If this injury is due to a fall on an outstretched hand, the impact is transferred from the palm to the carpals, to the radius and ulnar, to the elbow and humerus, to the scapula and clavicle, and to the spine and thoracic cage. Thus, all structures involved in the line of impact deserve careful evaluation -- not just the immediate area of obvious fracture.
Roentgenographic Considerations. Contralateral x-ray views are almost mandatory, and it frequently helps to have the subject hold a weight (10–15 lb) in each hand. Quite frequently an angled view is necessary to show evidence of displacement because overlapping fragments may be hidden in the A-P view.

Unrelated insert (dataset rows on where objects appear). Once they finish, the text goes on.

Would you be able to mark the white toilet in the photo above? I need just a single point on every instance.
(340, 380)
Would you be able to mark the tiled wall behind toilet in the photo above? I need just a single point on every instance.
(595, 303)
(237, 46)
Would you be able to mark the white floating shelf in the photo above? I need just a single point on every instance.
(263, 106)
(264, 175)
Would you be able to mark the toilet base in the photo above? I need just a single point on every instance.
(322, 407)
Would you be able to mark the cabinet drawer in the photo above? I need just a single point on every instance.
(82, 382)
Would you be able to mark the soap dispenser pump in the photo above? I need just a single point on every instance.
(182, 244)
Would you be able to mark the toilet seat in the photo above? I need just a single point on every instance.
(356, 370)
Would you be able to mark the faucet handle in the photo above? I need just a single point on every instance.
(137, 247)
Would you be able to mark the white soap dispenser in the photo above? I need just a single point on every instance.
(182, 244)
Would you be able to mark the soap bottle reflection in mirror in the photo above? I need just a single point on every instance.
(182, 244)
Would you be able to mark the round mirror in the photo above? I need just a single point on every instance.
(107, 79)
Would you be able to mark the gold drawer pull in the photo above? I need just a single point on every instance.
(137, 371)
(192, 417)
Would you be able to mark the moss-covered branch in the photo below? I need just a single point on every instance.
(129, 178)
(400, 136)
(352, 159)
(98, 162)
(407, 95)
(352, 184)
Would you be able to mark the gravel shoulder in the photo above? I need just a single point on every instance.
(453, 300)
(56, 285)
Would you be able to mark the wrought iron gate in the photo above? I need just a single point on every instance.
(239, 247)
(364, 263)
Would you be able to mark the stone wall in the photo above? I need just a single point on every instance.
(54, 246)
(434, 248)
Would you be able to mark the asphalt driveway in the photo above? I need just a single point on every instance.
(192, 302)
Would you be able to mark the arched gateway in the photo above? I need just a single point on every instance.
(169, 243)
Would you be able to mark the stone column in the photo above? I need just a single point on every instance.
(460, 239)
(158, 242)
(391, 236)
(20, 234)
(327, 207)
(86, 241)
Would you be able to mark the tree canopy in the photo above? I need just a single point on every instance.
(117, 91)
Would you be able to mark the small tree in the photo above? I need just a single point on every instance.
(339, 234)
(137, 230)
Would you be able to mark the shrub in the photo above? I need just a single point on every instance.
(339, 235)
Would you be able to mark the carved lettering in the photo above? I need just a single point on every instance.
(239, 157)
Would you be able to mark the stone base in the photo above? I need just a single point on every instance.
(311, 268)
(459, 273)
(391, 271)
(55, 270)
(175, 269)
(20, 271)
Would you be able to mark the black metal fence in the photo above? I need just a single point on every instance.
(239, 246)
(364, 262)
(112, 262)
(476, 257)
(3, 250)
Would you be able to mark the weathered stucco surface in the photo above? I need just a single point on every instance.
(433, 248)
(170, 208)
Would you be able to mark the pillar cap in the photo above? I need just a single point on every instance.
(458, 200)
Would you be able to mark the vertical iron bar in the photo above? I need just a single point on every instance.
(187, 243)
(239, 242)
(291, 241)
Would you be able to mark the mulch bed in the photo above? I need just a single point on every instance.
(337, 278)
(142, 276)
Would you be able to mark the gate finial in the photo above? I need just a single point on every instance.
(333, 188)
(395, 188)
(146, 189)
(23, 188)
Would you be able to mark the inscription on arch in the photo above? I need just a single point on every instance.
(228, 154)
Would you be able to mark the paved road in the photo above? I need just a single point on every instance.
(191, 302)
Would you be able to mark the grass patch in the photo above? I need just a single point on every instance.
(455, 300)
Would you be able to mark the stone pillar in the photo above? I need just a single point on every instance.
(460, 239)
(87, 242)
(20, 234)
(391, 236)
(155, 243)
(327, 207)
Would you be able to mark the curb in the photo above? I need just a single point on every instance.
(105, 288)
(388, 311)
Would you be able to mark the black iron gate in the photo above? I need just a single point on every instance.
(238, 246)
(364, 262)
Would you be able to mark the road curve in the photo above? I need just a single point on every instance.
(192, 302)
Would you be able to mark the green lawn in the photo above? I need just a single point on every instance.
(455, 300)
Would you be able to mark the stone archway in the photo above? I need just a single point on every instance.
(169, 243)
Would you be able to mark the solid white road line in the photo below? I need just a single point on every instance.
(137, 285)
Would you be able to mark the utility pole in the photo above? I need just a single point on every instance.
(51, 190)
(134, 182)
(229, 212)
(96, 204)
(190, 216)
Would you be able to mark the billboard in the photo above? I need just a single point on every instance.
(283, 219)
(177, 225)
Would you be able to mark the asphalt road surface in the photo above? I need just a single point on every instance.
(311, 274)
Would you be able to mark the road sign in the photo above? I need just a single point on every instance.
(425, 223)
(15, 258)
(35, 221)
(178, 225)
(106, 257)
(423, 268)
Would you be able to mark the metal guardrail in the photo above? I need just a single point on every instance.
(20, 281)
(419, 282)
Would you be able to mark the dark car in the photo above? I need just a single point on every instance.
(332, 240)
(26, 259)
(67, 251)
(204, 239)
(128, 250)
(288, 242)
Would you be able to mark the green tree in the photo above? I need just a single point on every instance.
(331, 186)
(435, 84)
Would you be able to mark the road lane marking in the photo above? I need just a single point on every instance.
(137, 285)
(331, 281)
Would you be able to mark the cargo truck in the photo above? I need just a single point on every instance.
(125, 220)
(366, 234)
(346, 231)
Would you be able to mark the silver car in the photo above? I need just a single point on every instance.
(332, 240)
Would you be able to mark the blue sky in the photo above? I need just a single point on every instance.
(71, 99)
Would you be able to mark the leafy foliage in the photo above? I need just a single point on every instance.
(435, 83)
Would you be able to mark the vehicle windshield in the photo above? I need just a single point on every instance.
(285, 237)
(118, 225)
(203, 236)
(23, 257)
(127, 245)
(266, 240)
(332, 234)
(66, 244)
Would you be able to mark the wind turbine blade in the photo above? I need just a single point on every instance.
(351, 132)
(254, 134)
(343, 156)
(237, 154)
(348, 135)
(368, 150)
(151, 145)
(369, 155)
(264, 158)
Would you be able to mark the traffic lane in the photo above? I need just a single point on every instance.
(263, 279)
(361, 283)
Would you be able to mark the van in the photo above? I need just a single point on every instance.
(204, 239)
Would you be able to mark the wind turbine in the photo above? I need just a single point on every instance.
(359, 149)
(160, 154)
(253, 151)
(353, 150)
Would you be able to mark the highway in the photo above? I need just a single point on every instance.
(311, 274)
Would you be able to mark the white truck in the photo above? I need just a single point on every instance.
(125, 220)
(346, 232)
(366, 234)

Management. Support should be provided by padded rings which support the shoulder posteriorly or figure-8 strapping. Immobilization is usually necessary for 20–30 days before abduction can be made without pain. In uncomplicated "greenstick" fractures, a simple arm sling with thorax stabilization may be all that is necessary. Mild shoulder motions are advised from the onset. Healing should be confirmed by roentgenography. To avoid a large callus formation for cosmetic purposes, a plaster cuirass is applied after orthopedic reduction, and 3 weeks of supine bed confinement against a high pillow between the shoulders is required. Most clavicular fractures heal quickly, and complications infrequently include supraclavicular nerve or subclavian vessel injuries which are rarely a problem. Nonunion is rare.